(Bu yazıda Türkçü-ırkçılık örneği üzerinde durulmuş, ama hüküm ve değerlendirme, Kürtçülük vb. bütün ırkçılıklar ve etnik davalar için geçerlidir. H.K.)
Ahmed Naim Bey halis Türkçülerin tezini şöyle çürütüyor:
Bunlar ile uzun boylu tartışmanın manası yok. Aşılamak istedikleri şey açıkça dinsizlik mefkûresidir. Halktan dini soyup onun yerine bir başka şey konamayacağını, “Allah'ın dinini hakim kılma: i'lây-ı kelimetüllah” uğruna kılı deprenmeyen bir herifin ta Kamçatka yaylalarındaki ırkdaşları için silaha sarılamayacağını, bin yıldan beri kardeşimdir dediği, bin yıldan beri sevincine ve kederine ortak olduğu, uğrunda hayatını feda etmekten çekinmediği din kardeşini bırakan bir kimsenin Sibirya'nın bilmem hangi boz ovalarında hristiyan mı, şamanî olduğu bilinmeyen Yakut kardeşini sevemeyeceğini düşünemeyen, Türklerin ikbal devirlerinin İslam dinine sımsıkı sarıldıkları dönemde olduğunu, gerileyip bozulmalarının ise iman ve inancın gerilemesi ile başladığını gizleyen kişilerle
tartışma yeri herhalde bu makale değildir.
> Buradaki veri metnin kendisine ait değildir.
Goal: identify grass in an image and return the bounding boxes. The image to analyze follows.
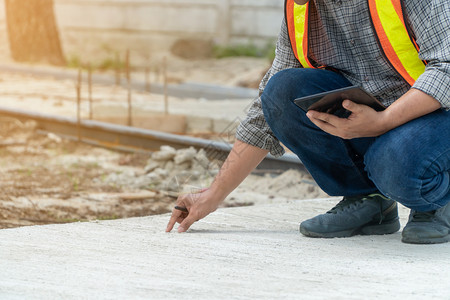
[67,55,125,71]
[213,43,275,60]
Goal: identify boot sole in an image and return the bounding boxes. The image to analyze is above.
[402,235,450,245]
[300,218,400,238]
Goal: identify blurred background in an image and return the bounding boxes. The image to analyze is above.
[0,0,324,228]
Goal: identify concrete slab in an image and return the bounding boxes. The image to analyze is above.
[0,199,450,299]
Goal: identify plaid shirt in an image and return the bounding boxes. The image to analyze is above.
[236,0,450,156]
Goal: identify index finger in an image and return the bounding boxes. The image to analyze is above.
[306,110,345,127]
[166,208,183,232]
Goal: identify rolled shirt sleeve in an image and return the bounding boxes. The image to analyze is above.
[410,0,450,109]
[236,20,301,157]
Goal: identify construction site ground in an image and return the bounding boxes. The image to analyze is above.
[0,58,326,228]
[0,199,450,299]
[0,59,450,299]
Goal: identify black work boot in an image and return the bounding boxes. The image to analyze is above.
[300,193,400,238]
[402,203,450,244]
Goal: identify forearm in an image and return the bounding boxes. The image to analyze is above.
[382,89,441,132]
[210,140,268,201]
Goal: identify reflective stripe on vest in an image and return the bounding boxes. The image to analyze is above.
[368,0,425,85]
[285,0,425,85]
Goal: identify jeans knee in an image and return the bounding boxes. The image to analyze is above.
[364,132,449,211]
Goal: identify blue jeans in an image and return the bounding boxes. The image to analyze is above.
[261,69,450,211]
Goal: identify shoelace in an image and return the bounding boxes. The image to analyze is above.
[411,210,436,222]
[327,197,367,214]
[327,194,394,224]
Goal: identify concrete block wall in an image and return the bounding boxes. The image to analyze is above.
[0,0,284,62]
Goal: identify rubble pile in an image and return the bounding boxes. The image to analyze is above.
[105,146,219,192]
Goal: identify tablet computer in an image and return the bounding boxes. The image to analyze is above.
[294,86,386,118]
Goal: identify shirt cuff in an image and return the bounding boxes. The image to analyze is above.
[412,63,450,109]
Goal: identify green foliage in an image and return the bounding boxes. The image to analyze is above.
[213,43,275,60]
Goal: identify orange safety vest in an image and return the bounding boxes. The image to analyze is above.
[285,0,426,85]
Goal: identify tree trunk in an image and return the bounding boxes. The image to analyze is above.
[5,0,65,65]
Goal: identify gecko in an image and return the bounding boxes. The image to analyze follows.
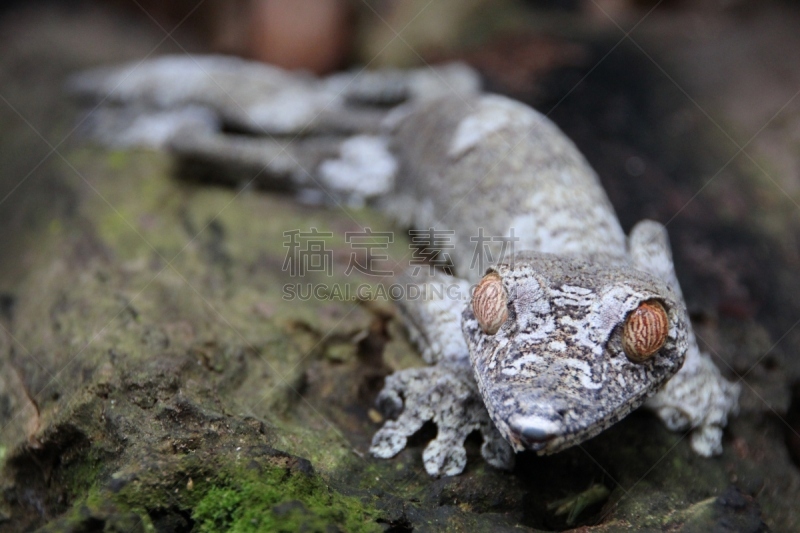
[69,56,740,476]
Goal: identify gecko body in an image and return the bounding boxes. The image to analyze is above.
[73,57,739,475]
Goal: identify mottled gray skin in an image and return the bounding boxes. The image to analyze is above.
[73,57,739,475]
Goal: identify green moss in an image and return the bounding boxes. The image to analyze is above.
[192,468,380,532]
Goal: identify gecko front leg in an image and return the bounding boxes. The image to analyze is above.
[370,275,514,476]
[628,220,741,457]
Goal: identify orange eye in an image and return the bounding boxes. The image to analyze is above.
[622,300,669,363]
[472,272,508,335]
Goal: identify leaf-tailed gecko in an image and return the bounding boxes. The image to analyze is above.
[71,56,740,475]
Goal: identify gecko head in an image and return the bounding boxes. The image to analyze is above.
[462,252,688,454]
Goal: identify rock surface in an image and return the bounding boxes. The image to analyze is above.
[0,2,800,531]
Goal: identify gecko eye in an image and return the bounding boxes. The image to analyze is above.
[622,300,669,363]
[472,272,508,335]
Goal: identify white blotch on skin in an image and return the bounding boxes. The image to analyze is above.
[319,135,397,198]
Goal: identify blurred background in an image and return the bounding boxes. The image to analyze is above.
[0,0,800,531]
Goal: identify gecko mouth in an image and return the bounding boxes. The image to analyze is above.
[509,416,562,452]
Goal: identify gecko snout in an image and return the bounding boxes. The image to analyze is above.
[508,416,562,452]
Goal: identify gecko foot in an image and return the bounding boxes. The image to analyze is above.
[645,341,741,457]
[370,364,514,476]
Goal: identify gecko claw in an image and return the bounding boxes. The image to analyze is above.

Biz yalnız Türkçü-İslamcılarla dertleşebiliriz. Zira bunlarla İslam dairesinde anlaşmak, onlara hakikati din namına kabul ettirmek daha kolaydır zannındayım. Bunlarla yaptığımız tartışmalarda daha insaflı olduklarını gördüm. Bunlar gerçi Türk unsurunun zayıflığından, yardıma muhtaç olduğundan bahsederler, ama İslam camiasını (topluluğunu, ümmeti) kırmak istemezler. Bu camiayı, hem diğer Müslüman grupların (kavimlerin, ırkların) ayrılmaması hem de Türklerin daha kolay eğitilmesi ve yükselmesi için gerekli görürler.